A New York Center controller who had worked the airspace that American Airlines Flight 11 was in briefly made contact with Flight 175 prior to its hijacking. At 08:42, the crew of Flight 175 made a report that a "suspicious transmission" had come from another aircraft on their frequency; the transmission was later attributed to the hijackers of Flight 11. This transmission was the last verifiable contact the flight had with ground control before it was hijacked a few moments later.

New York Center and New York TRACON operators reacting to United Airlines Flight 175 impacting the South Tower of the World Trade Center

At 08:51, Flight 175 was told by the New York Center to recycle its transponder; it never complied. At this point in the flight, air traffic controllers were repeatedly attempting to make contact with the aircraft, but the flight had been hijacked by then. At 09:02, controllers observed the plane crash into the South Tower over the next minute.

=== American Airlines Flight 77 ===

The air traffic controllers in Indianapolis received their last routine communication from American Airlines Flight 77 at 08:51; the aircraft pulled its transponder and deviated from its path 3 minutes later. By 09:10, Flight 77 appeared on Washington D.C's radar. At 09:32, air traffic controllers at the Dulles Terminal Radar Approach Control saw Flight 77 quickly moving eastward. At 09:37, Flight 77 crashed into the Pentagon at a speed of around 530 miles per hour. Everyone in the aircraft and 125 people in the building were killed.

=== United Airlines Flight 93 ===

At 09:28, the last transmission to United Airlines Flight 93 was made with a Cleveland air traffic controller, in which a struggle was recorded. At 09:41, the transponder signal was lost and the aircraft turned towards Washington, D.C. The Cleveland Center tracked the plane until it crashed in Shanksville, Pennsylvania, after the passengers had attempted to retake the aircraft.

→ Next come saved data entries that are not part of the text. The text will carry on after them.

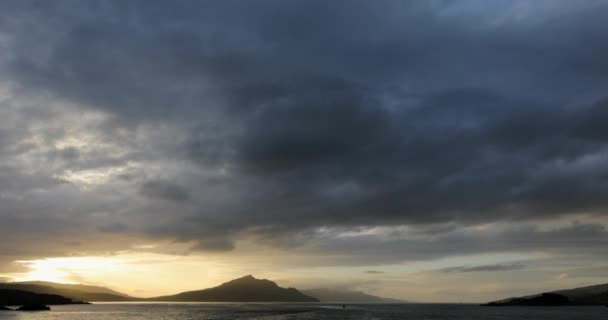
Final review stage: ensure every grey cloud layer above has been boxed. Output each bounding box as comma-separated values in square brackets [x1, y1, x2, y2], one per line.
[0, 0, 607, 263]
[441, 264, 526, 273]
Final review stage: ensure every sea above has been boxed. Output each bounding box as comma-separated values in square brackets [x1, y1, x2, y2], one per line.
[0, 302, 605, 320]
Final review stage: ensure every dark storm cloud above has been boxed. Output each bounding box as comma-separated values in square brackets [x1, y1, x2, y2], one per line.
[46, 147, 80, 162]
[97, 223, 129, 234]
[297, 223, 608, 266]
[139, 180, 190, 203]
[0, 0, 607, 259]
[190, 237, 236, 252]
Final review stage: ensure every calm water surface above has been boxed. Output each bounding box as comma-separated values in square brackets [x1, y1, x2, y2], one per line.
[0, 303, 605, 319]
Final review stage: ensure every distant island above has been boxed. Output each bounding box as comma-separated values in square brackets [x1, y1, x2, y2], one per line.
[0, 275, 412, 303]
[149, 275, 318, 302]
[483, 283, 608, 306]
[301, 288, 407, 303]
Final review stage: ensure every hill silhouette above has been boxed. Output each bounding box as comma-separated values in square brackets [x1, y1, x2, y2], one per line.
[302, 288, 406, 303]
[484, 283, 608, 306]
[0, 282, 133, 302]
[13, 281, 128, 296]
[2, 277, 407, 303]
[150, 275, 318, 302]
[553, 283, 608, 305]
[0, 289, 87, 306]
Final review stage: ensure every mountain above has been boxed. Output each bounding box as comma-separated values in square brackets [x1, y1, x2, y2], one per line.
[13, 281, 128, 297]
[553, 283, 608, 305]
[302, 288, 406, 303]
[0, 289, 88, 306]
[150, 275, 318, 302]
[484, 283, 608, 306]
[0, 282, 134, 302]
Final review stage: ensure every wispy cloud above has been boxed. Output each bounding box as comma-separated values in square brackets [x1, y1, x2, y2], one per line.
[365, 270, 385, 274]
[441, 264, 526, 273]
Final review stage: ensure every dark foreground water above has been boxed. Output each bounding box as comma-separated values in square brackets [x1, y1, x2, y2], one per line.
[0, 303, 606, 320]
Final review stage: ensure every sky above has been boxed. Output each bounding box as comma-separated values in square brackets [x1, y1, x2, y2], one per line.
[0, 0, 607, 303]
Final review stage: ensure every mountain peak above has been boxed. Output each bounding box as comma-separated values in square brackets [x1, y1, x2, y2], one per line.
[226, 275, 259, 284]
[152, 275, 318, 302]
[222, 275, 277, 288]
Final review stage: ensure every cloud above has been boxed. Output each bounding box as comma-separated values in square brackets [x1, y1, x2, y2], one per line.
[98, 223, 129, 234]
[365, 270, 385, 274]
[139, 180, 190, 203]
[190, 237, 236, 252]
[441, 264, 526, 273]
[0, 0, 606, 268]
[280, 223, 608, 267]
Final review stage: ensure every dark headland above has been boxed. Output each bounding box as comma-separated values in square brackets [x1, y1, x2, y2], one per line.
[0, 289, 88, 305]
[16, 304, 51, 311]
[0, 288, 90, 312]
[483, 283, 608, 306]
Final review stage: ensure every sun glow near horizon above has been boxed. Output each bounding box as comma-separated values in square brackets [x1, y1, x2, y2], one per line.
[5, 254, 230, 297]
[12, 257, 125, 284]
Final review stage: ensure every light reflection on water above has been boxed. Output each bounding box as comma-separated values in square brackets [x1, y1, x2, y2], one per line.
[0, 303, 606, 320]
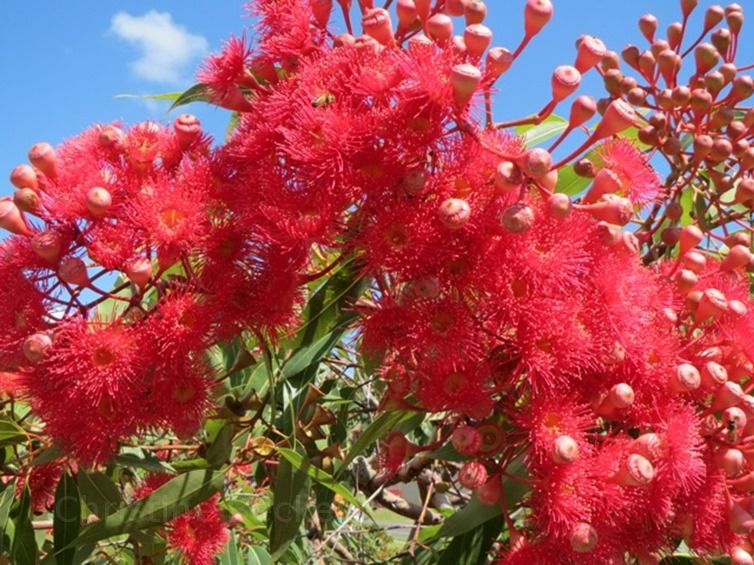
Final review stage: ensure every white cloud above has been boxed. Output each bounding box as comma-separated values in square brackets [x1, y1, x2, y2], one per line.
[109, 10, 208, 85]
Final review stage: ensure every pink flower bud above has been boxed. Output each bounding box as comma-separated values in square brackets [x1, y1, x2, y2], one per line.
[575, 35, 606, 73]
[675, 269, 698, 295]
[215, 85, 254, 113]
[485, 47, 513, 79]
[450, 63, 481, 106]
[729, 299, 748, 317]
[452, 425, 482, 456]
[569, 522, 598, 553]
[580, 194, 633, 225]
[28, 142, 57, 179]
[13, 189, 40, 214]
[670, 363, 701, 393]
[408, 34, 433, 50]
[724, 406, 747, 432]
[551, 65, 581, 102]
[459, 460, 488, 489]
[547, 192, 572, 220]
[402, 169, 427, 195]
[519, 148, 552, 178]
[552, 435, 579, 464]
[638, 14, 658, 43]
[715, 447, 745, 477]
[23, 333, 52, 363]
[0, 200, 31, 236]
[711, 381, 745, 411]
[524, 0, 553, 38]
[427, 13, 453, 42]
[732, 547, 754, 565]
[592, 99, 637, 140]
[681, 250, 706, 273]
[696, 289, 729, 323]
[501, 202, 535, 233]
[584, 168, 623, 203]
[608, 382, 635, 409]
[538, 169, 558, 191]
[86, 187, 112, 219]
[464, 0, 487, 25]
[173, 114, 202, 148]
[694, 43, 720, 75]
[728, 498, 754, 533]
[31, 231, 63, 263]
[124, 257, 152, 289]
[10, 165, 38, 191]
[438, 198, 471, 229]
[396, 0, 417, 29]
[614, 453, 654, 486]
[596, 221, 622, 247]
[632, 433, 663, 461]
[495, 161, 523, 193]
[722, 245, 752, 272]
[445, 0, 466, 16]
[735, 178, 754, 205]
[99, 125, 125, 149]
[567, 95, 597, 128]
[679, 225, 704, 255]
[464, 24, 492, 59]
[362, 8, 394, 45]
[58, 257, 89, 287]
[474, 474, 501, 505]
[701, 360, 728, 389]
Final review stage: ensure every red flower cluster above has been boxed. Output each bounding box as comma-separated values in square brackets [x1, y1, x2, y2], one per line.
[135, 474, 229, 564]
[2, 0, 754, 562]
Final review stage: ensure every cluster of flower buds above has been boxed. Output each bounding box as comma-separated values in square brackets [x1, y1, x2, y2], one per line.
[3, 0, 754, 563]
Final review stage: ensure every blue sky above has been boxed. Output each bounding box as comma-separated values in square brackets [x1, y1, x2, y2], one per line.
[1, 0, 752, 199]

== Grounding and diverting flights following the nationwide grounding order ==
Mike McCormick, head of the Federal Aviation Administration's New York Center at the time, was informed of the hijackers on American Airlines Flight 11 at 08:42. McCormick originally thought that the plane was going for a landing in Newark airport. After reaching a controller in Newark, McCormick instructed the controller to look to see if the plane was landing. The controller then informed McCormick that the plane hit the North Tower. In an interview, McCormick stated that in that moment he recalled the 1993 World Trade Center bombing and then realized that the plane crashing into the North Tower was an act of terrorism. With this realization, McCormick told the coordinator of air traffic control and military operations "to scramble. Get ahold of northeast air defense and scramble."

The FAA ordered a ground stop for any planes not in the sky that would have entered New York's airspace; it soon shut down all of the airspace in the United States. While every airport in the United States was closed for a few days, the Reagan National Airport was closed for almost a month. Over 4,000 planes were grounded.

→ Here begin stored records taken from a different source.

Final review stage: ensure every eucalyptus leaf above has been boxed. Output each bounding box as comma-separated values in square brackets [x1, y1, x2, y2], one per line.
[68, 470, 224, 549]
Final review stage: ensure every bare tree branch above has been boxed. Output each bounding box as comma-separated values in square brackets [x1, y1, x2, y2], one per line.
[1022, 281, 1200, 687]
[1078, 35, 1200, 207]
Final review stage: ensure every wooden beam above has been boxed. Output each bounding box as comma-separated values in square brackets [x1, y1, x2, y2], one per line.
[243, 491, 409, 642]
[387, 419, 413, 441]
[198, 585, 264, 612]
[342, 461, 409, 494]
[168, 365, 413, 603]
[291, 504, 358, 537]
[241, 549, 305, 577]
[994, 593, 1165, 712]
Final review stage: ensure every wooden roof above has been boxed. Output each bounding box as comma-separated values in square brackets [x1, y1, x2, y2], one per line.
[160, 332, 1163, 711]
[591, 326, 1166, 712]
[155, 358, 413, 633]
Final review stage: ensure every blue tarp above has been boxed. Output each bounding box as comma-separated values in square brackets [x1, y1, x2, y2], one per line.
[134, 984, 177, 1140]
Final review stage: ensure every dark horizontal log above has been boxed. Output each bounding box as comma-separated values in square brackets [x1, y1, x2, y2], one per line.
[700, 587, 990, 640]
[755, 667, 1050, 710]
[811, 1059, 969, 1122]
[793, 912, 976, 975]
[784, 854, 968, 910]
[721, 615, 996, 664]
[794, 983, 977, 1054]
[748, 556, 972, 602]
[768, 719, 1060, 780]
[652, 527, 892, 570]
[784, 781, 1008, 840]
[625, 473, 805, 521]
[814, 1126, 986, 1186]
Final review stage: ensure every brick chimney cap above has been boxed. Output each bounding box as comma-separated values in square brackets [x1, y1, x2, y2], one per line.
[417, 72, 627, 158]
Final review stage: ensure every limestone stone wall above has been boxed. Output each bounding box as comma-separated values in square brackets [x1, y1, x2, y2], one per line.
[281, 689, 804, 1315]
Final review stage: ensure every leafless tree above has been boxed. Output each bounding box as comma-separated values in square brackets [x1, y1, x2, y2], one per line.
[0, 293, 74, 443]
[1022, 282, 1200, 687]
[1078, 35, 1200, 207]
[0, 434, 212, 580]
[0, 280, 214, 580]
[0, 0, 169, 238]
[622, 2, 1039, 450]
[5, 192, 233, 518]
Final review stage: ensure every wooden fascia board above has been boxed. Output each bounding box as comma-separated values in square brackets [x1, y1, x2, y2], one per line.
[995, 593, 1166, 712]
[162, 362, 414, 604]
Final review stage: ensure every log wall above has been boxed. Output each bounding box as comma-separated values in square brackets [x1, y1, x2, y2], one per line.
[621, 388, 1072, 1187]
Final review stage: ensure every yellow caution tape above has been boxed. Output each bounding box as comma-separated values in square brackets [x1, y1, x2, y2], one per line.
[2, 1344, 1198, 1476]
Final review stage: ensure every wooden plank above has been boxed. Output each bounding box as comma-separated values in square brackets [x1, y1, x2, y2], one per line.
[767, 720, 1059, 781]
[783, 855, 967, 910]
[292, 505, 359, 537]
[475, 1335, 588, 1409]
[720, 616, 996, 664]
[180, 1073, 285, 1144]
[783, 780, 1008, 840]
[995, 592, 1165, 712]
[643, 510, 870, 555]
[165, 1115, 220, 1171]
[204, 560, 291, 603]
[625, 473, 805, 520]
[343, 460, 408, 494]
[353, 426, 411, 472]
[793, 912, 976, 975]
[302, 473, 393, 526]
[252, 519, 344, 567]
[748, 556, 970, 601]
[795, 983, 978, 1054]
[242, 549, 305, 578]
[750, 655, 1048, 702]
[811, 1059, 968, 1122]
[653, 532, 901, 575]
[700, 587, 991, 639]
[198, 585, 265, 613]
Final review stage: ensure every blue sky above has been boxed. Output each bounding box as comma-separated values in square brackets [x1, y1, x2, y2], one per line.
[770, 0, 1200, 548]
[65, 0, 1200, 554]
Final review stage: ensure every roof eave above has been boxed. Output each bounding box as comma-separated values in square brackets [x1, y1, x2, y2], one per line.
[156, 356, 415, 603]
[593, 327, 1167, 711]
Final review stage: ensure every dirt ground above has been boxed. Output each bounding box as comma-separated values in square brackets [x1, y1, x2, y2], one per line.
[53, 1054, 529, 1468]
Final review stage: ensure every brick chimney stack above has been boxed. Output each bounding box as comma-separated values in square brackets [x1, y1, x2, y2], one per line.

A single exception to the grounding order came on September 12, when a flight was authorized from Fort Lauderdale, to San Diego, and on to Miami to retrieve a rare antivenom for a professional snake handler who had been bitten by an inland taipan.

== Aftermath ==
In 2011, the FAA released a video commending the efforts of the air traffic controllers during 9/11.

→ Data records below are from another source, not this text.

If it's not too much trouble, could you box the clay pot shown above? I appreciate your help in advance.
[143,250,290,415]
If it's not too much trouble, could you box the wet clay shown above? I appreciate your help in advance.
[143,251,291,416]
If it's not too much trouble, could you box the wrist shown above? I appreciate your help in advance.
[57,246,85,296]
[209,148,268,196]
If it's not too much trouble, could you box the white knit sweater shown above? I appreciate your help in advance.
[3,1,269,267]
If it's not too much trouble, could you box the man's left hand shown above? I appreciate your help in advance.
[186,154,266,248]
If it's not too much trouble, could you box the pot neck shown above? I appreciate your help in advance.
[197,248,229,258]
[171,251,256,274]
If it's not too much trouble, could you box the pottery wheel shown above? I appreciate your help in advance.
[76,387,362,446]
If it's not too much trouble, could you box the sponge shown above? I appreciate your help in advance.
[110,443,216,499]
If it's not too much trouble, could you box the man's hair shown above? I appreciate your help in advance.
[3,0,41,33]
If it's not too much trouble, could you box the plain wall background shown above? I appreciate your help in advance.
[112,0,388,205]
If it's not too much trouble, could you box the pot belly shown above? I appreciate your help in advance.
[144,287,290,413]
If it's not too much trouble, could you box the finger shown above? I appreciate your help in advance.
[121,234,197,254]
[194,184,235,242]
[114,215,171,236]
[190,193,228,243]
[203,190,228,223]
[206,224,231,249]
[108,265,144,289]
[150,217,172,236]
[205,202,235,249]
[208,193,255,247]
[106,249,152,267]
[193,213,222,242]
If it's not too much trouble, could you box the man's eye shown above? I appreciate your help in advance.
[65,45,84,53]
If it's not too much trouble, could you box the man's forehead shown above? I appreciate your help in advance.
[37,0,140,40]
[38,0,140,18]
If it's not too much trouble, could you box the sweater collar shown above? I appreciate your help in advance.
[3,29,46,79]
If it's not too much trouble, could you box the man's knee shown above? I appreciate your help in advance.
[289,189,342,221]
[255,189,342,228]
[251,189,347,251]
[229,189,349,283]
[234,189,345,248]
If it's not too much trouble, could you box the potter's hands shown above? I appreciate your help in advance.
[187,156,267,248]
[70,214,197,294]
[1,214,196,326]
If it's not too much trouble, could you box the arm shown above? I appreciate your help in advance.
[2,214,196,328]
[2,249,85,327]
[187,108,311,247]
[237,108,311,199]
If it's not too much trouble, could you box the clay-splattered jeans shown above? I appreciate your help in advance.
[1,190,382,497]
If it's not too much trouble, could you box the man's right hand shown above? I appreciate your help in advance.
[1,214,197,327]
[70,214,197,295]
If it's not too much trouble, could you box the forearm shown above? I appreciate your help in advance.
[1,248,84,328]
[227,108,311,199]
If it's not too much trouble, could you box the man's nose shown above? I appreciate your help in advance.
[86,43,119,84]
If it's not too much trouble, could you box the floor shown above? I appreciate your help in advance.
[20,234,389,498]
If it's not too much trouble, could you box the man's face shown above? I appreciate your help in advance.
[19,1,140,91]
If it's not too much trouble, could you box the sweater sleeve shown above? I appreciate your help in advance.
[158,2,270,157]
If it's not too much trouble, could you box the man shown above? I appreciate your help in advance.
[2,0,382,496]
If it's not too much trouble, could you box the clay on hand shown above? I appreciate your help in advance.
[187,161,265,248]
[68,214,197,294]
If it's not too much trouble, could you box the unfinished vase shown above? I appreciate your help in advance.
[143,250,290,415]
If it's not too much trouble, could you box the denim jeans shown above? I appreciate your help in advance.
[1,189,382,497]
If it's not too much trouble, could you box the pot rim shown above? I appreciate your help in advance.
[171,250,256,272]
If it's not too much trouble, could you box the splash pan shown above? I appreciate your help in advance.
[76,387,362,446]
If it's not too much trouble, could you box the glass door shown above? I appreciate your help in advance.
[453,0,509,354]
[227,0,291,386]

The Federal Aviation Administration destroyed a tape of statements by the New York air traffic controllers after the September 11 attacks. On September 11, 2001, at 11:40, six air traffic controllers were brought into a conference room after tracking down the hijacked planes to give statements. All of the statements were combined into a single videotape, which was to be deleted after each video statement was turned into written ones. A few months after the tape was made, a quality-assurance manager destroyed the tape without direction. The quality-assurance manager stated they felt strongly that the tape shouldn't have been made due to the air traffic controllers not being “in the correct frame of mind”. The Department of Transportation issued a report after then-Senator John McCain alleged that an audiotape was destroyed.